The Memory Keeper’s Daughter Themes

The Memory Keeper’s Daughter Themes

Memory

As the title of the story suggests, memory is thematically spread across the narrative in many forms. The story covers the memory as theme from the concept of how it can impact the future course of life to the struggle to define by purposeful forgetting. Decisions in the heat of the moment can be made based on the input of things remembered which actually have little direct significance in that moment. On the other hand, some people make decisions based on memories which are not even real, but have been fed to them externally.

Female Empowerment

The time period covering over the course of the narrative stretches from 1964 to 1989. It is not just random chance that the twin which author chose for the father to give away is the daughter rather than the male.
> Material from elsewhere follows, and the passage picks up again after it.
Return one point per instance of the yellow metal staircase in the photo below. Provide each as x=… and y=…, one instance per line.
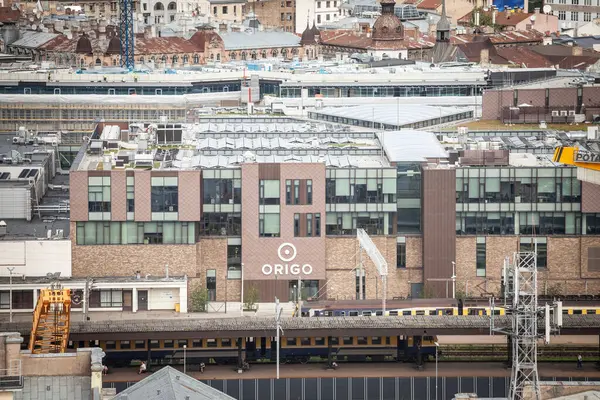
x=51, y=322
This is symbolic of the thematic exploration of the patriarchal devaluation and authoritarian dominance of females in 1964. Norah, his wife, transforms over that period from a “Suzy Homemaker” to the owner of a success of travel agency. The novel is an exploration of the various ways in which women have made progress in being able to choose their own destinies and shape their own identities.

Random Fate

One pure random act of fate serves to intrude upon upon and intensify the impact of that carefully cultivated systemic patriarchal order in a way that profoundly changes the lives and alters the various individual destinies of several people. Heavy snowfall from “the sort of storm that rarely happened in Lexington” serves to force David Henry, an orthopedic surgeon, to assume the role himself when his wife’s obstetrician is unable to make it. Two things happen as a result of this unforeseen circumstance which would not have occurred otherwise: his wife gives birth while under the effect of anesthesia which allows him to make the rash decision to give away their son’s twin sister who was born with Down syndrome and to tell his wife that their daughter died without her ever knowing the truth. Historically speaking, Lexington, KY usually gets less than two inches of snow in March, but on the night that his wife goes into labor, it was already piled halfway up David's calves. No freak blizzard, slightly premature labor or a simple delay of two or three days and everything changes in the lives of these characters.